15.1 If you request our service, you hereby permit us to audit (or check) your website and/ or any other platforms through which you carry out your services. We will conduct this audit including auditing of your computer systems, software, hardware, data, and any other material that is necessary for the provision of our services before we embark on the provision of the services.

15.2 If during the audit, we discover any issue that needs to be resolved before we can provide our services, we will notify you in written form. If this may lead to a change in agreement we will notify you in a written form of an estimate of additional fees that may be required or adjustment in fees and scope of our services.

15.3 After the written notice of adjustment in fees, we can proceed to negotiate and reach a new agreement. However, if we fail to reach a new agreement, any of the parties are free to terminate this agreement by issuing a written notice of termination.

 

16.0 DURATION OF SERVICE

16.1 The service period is from the Start Date and runs till the end of the provision of the services.
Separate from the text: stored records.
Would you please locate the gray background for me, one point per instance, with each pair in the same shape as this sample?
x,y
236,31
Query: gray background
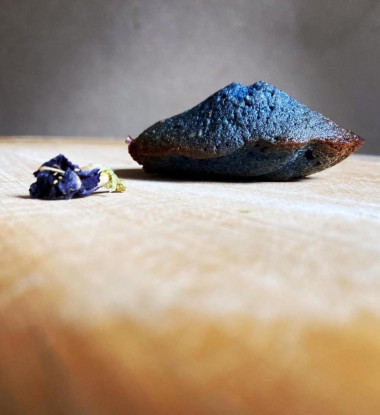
x,y
112,67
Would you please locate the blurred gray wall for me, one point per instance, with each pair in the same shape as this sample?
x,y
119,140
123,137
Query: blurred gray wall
x,y
112,67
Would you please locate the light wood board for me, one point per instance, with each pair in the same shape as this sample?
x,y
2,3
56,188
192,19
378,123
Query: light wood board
x,y
187,297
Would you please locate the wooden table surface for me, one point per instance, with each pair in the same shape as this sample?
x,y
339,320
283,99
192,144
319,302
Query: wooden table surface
x,y
186,296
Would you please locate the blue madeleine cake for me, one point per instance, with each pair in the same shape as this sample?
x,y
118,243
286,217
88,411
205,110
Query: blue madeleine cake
x,y
255,131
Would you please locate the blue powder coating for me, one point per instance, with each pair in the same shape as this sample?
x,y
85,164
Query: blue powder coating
x,y
237,115
245,131
73,182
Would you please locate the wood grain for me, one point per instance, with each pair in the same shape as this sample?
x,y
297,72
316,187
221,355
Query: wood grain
x,y
185,296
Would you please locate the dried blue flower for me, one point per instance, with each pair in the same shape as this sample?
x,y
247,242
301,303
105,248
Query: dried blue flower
x,y
58,178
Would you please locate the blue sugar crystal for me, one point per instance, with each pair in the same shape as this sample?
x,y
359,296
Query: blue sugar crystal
x,y
58,178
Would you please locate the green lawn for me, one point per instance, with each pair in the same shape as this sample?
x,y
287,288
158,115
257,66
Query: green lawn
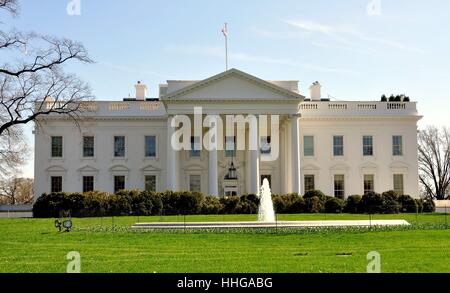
x,y
34,245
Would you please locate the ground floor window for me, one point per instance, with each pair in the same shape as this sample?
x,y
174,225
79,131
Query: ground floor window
x,y
119,183
268,177
309,182
150,183
339,186
368,183
195,183
56,184
88,183
398,184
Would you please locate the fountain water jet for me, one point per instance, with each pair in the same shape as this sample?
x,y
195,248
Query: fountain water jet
x,y
266,213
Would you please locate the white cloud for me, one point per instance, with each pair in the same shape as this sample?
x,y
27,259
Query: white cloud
x,y
346,34
219,52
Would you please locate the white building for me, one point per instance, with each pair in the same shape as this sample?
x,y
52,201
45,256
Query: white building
x,y
341,148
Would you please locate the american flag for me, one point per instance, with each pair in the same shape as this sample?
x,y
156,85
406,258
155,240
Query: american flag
x,y
225,30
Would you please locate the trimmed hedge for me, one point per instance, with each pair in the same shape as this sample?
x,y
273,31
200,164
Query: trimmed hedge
x,y
144,203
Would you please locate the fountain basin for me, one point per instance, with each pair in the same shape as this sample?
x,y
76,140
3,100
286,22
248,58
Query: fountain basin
x,y
278,224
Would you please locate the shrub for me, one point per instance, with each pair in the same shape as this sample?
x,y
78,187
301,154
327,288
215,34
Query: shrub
x,y
120,204
211,205
49,205
230,204
390,202
352,204
141,203
315,193
248,204
288,203
409,205
96,204
157,205
419,203
428,205
314,205
372,203
334,205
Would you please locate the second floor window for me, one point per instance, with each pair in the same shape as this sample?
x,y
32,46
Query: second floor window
x,y
195,183
195,146
369,183
88,183
57,146
309,183
88,146
338,145
368,145
397,145
339,186
56,184
230,146
119,146
119,183
150,146
398,184
265,145
308,145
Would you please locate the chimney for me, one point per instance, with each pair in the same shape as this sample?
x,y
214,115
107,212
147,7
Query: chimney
x,y
315,91
141,90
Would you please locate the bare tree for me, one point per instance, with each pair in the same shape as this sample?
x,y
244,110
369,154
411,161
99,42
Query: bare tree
x,y
16,191
434,162
36,85
13,151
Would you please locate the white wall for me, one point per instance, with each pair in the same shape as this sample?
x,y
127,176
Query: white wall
x,y
353,164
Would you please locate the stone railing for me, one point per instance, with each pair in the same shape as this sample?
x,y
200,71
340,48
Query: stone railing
x,y
357,108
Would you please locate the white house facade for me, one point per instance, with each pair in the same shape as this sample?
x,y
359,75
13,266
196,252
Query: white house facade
x,y
340,148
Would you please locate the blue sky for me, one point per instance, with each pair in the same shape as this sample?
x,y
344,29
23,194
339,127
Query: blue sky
x,y
356,55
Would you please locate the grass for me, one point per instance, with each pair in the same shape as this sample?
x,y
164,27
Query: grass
x,y
34,245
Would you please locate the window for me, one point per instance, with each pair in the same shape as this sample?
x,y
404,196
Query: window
x,y
308,145
195,183
397,145
309,183
265,145
195,146
56,146
339,186
368,183
150,183
338,145
88,183
230,146
268,177
88,146
119,183
398,184
119,146
368,145
56,184
150,146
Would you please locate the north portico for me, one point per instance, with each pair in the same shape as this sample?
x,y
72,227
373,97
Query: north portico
x,y
235,93
341,148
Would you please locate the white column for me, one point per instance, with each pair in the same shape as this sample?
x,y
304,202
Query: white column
x,y
172,162
295,157
254,156
212,164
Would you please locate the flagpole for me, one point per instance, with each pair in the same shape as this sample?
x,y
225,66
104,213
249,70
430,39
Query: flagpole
x,y
226,53
225,34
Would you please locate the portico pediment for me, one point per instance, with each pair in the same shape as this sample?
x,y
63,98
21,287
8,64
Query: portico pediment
x,y
232,85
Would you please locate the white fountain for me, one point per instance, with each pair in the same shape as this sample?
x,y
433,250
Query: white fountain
x,y
266,219
266,213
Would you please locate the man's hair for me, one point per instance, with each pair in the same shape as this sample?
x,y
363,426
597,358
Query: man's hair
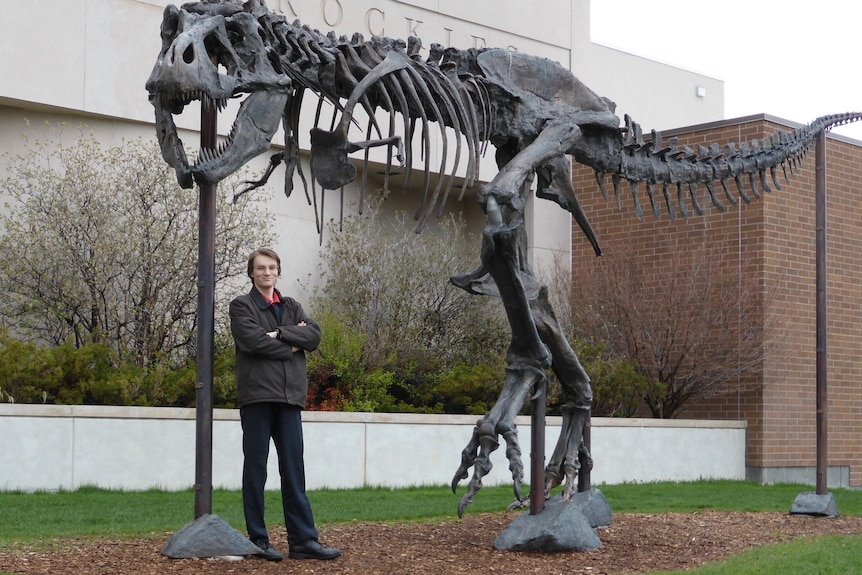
x,y
270,253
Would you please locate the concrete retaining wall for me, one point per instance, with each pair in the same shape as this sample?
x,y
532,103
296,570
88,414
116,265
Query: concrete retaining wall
x,y
49,447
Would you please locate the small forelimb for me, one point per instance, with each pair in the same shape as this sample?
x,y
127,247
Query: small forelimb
x,y
274,161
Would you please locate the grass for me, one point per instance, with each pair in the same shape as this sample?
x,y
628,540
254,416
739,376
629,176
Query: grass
x,y
38,519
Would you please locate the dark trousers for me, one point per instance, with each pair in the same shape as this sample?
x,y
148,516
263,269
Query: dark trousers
x,y
282,423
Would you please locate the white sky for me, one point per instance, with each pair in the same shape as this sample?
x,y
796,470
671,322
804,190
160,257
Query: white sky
x,y
793,60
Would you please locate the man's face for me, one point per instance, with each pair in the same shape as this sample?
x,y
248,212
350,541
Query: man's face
x,y
264,274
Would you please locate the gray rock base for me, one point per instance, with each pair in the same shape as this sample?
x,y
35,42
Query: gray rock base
x,y
592,504
561,526
816,504
208,536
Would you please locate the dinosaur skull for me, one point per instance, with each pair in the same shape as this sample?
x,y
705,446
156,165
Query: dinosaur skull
x,y
213,51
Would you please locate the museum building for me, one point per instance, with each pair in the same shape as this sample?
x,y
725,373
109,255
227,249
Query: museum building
x,y
100,52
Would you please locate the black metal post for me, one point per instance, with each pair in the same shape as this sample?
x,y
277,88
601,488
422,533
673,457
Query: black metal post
x,y
820,273
537,448
584,480
206,322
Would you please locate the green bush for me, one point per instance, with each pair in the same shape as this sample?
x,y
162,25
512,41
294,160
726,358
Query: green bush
x,y
467,389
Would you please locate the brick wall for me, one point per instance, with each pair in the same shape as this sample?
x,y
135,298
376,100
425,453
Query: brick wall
x,y
773,238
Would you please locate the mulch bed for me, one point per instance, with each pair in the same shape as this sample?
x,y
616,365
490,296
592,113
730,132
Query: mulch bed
x,y
634,543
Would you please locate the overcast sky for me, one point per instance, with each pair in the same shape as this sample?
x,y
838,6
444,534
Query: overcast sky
x,y
793,60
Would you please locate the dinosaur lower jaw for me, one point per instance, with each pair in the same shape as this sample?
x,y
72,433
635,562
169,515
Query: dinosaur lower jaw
x,y
251,134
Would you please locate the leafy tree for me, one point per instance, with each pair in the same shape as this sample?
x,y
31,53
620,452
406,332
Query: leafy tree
x,y
692,323
617,386
99,245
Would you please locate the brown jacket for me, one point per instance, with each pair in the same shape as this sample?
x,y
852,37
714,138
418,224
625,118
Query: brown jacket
x,y
267,369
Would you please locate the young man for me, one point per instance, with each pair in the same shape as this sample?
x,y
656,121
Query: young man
x,y
272,334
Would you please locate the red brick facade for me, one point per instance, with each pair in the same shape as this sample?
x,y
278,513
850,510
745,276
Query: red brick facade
x,y
773,237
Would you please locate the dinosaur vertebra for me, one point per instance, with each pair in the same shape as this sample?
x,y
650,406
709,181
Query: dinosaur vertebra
x,y
532,110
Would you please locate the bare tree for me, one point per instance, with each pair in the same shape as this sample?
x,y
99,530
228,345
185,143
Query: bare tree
x,y
692,320
100,245
390,284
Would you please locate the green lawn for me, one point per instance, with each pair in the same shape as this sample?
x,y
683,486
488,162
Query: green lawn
x,y
36,519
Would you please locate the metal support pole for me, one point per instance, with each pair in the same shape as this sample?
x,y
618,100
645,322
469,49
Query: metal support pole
x,y
820,273
584,481
206,322
537,449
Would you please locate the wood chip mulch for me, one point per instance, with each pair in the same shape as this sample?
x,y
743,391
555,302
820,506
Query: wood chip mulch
x,y
633,544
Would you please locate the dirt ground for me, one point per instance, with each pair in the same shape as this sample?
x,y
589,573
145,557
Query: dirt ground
x,y
632,544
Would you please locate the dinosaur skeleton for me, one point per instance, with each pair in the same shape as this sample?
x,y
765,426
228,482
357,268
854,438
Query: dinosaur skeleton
x,y
532,110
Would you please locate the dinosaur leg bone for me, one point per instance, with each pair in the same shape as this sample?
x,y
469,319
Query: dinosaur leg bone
x,y
527,357
564,462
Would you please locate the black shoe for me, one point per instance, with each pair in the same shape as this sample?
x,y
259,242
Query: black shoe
x,y
312,549
266,551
16.2 The start day could be the date agreed in written form by both parties to start the services, or 5 business days after the completion of the tracking set up, or the date of amendment of the Work Order after the audit. In the case of more than one of these possible dates being feasible, the latest day shall be taken as the Start Date. 16.3 Services are provided on a monthly basis irrespective of the payment plan. 16.4 Provision of services may be delayed even after the Start Date if any payment, Client Material, log in details, and password to be provided by you have not been fully provided. 16.5 At the expiration of the service period, either party can suspend or end the agreement. 16.6 In a situation where no party suspends or ends the agreement, the services are automatically renewed for another service period under the same service terms.